Why do PLS regression coefficients with R [pls] differ with those from other R packages?

726 Views Asked by At

Out of curiosity, I am trying to figure out why the PLS regression coefficients obtained with pls differ from the coefficients obtained with plsRglm, ropls, or plsdepot which all provide the same results.

Here is some code to start with. I have tried to play with the scale, center, and method arguments of the plsr function... but no success so far.

library(pls)
library(plsRglm)
library(ropls)
library(plsdepot)

data(Cornell)

pls.plsr <- plsr(
  Y~X1+X2+X3+X4+X5+X6+X7, 
  data = Cornell, 
  ncomp = 3, 
  scale = TRUE, 
  center = TRUE
)

plsRglm.plsr <- plsR(
  Y~X1+X2+X3+X4+X5+X6+X7, 
  data = Cornell, 
  nt = 3, 
  scaleX = TRUE
)

ropls.plsr <- opls(
  as.matrix(Cornell[, grep("X", colnames(Cornell))]),
  Cornell[, "Y"], 
  scaleC = "standard"
)

plsdepot.plsr <- plsreg1(
  as.matrix(Cornell[, grep("X", colnames(Cornell))]),
  Cornell[, "Y"],
  comps = 3
)

## extract PLS regression coefficients for the PLS model with three components
coef(pls.plsr) # a
coef(plsRglm.plsr, type = "original") # b
coef(plsRglm.plsr, type = "scaled") # c
coef(ropls.plsr) # c
plsdepot.plsr$std.coefs # c
plsdepot.plsr$reg.coefs # b
1

There are 1 best solutions below

2
On BEST ANSWER

Firstly, just for re-formatting purposes, we write:

library(pls)
library(plsRglm)
library(ropls)
library(plsdepot)

data(Cornell)
pls.plsr <- plsr(Y ~ X1 + X2 + X3 + X4 + X5 + X6 + X7, 
                 data = Cornell, 
                 ncomp = 3, scale = T, center = T)
plsRglm.plsr <- plsR(Y ~ X1 + X2 + X3 + X4 + X5 + X6 + X7, 
                    data = Cornell, 
                    nt = 3, scaleX = TRUE)
ropls.plsr <- opls(as.matrix(Cornell[, grep("X", colnames(Cornell))]),
                   Cornell[, "Y"], scaleC = "standard")
plsdepot.plsr <- plsreg1(as.matrix(Cornell[, grep("X", colnames(Cornell))]),
                         Cornell[, "Y"], comps = 3)

That done, you may extract the coefficients in the original scale:

### ORIGINAL SCALE -  plsRglm, plsdepot
coef(plsRglm.plsr, type = "original")
plsdepot.plsr$reg.coefs

Or you can have them scaled:

### SCALED - plsRglm, ropls, plsdepot
coef(plsRglm.plsr, type = "scaled")
coef(ropls.plsr)
plsdepot.plsr$std.coefs

Therefore all methods now give rise to the same coefficients... Except for pls::plsr.
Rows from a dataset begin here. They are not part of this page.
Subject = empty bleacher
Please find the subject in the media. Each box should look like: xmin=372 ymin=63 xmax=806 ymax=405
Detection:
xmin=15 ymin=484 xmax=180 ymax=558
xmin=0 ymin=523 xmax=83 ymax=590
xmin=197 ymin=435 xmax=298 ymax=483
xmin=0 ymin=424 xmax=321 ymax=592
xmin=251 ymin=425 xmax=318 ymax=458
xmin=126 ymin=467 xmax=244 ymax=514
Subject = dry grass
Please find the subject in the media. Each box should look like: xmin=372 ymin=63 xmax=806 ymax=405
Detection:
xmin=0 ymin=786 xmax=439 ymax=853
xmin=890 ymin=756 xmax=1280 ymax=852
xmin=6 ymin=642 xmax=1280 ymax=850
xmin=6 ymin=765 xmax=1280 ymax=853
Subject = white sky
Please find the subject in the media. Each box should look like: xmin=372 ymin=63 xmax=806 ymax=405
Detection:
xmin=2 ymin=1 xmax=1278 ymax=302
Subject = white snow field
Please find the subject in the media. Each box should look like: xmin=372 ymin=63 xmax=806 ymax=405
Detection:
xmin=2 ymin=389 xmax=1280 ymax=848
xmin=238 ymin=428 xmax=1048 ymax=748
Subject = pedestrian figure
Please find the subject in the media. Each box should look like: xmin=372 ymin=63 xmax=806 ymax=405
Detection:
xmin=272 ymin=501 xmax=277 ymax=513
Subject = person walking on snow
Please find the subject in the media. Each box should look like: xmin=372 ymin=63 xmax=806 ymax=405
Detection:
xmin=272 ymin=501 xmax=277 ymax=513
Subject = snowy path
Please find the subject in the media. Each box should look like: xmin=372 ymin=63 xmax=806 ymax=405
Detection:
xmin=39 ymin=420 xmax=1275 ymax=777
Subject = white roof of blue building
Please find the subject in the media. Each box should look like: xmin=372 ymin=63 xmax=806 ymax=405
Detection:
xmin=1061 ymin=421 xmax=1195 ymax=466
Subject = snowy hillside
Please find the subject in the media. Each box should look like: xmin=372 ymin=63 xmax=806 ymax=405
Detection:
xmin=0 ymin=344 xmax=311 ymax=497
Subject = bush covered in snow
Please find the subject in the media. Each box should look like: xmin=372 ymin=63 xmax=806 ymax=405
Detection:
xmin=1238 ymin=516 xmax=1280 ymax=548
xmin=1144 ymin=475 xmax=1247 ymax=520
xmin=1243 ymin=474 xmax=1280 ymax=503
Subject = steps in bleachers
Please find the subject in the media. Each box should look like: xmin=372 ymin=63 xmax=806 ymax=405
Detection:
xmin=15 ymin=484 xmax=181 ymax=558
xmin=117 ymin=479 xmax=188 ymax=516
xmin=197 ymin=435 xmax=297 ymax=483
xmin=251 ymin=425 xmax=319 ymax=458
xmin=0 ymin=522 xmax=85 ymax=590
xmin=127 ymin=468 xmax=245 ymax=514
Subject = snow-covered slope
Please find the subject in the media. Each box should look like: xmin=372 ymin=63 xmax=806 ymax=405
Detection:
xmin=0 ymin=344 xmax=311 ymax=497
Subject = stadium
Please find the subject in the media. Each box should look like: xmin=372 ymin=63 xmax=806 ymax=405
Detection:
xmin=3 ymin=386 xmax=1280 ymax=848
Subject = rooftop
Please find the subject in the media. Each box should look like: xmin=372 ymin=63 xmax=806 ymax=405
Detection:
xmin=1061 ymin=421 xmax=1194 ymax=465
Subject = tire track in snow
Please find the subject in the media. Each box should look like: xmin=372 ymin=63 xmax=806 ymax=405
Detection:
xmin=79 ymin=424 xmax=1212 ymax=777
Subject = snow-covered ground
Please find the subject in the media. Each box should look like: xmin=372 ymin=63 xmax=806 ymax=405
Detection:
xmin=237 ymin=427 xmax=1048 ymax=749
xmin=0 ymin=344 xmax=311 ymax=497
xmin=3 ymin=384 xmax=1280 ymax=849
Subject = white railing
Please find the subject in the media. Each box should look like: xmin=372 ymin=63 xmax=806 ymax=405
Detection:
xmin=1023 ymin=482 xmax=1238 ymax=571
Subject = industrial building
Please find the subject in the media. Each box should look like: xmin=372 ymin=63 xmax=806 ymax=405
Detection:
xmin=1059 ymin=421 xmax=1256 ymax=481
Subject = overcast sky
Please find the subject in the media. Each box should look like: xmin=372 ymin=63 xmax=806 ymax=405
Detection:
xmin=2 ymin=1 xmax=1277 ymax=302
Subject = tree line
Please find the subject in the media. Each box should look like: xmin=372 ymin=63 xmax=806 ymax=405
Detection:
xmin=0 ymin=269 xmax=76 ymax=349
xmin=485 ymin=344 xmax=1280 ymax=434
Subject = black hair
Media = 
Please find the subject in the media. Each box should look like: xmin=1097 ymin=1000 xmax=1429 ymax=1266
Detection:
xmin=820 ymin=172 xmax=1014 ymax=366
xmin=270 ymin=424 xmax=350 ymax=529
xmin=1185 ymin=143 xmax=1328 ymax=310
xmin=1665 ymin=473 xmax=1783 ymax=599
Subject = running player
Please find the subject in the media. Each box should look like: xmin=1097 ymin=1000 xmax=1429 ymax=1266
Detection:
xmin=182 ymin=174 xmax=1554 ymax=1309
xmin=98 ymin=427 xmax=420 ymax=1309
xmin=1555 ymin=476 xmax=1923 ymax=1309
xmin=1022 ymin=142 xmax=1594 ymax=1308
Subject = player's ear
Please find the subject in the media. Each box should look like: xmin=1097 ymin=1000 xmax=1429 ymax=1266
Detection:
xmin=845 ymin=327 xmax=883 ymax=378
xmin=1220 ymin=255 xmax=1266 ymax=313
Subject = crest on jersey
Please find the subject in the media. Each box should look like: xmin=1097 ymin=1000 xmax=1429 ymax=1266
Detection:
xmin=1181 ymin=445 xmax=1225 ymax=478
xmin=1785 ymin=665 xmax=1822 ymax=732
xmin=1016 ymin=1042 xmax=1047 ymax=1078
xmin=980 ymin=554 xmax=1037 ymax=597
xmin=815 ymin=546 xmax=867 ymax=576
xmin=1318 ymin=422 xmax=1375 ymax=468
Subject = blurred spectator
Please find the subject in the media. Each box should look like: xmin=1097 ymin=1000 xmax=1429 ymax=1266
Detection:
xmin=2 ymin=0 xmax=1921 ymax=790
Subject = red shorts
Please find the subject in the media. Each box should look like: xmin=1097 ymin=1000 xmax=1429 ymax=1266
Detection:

Why? You may ask. The key is in the command. When you run:

coef(pls.plsr) # , , 3 comps

You see ", , 3". That is characteristic of a tensor object. What is this? Coefficients should be simply a vector. The reason is that coef is a generic function and it is not working properly for pls::plsr models. To see what it is actually extracting:

pls.plsr$coefficients
matrix(pls.plsr$coefficients, ncol = 3) # or in matrix form. coef simply extracts the third column (it should not)

But you can see the same fit for all models if you examine the equivalent object in each R-package as in:

matrix(pls.plsr$projection, ncol = 3)    
plsRglm.plsr$wwetoile
plsdepot.plsr$mod.wgs
ropls.plsr@weightStarMN

Therefore, for pls::plsr you were simply not extracting the coefficients.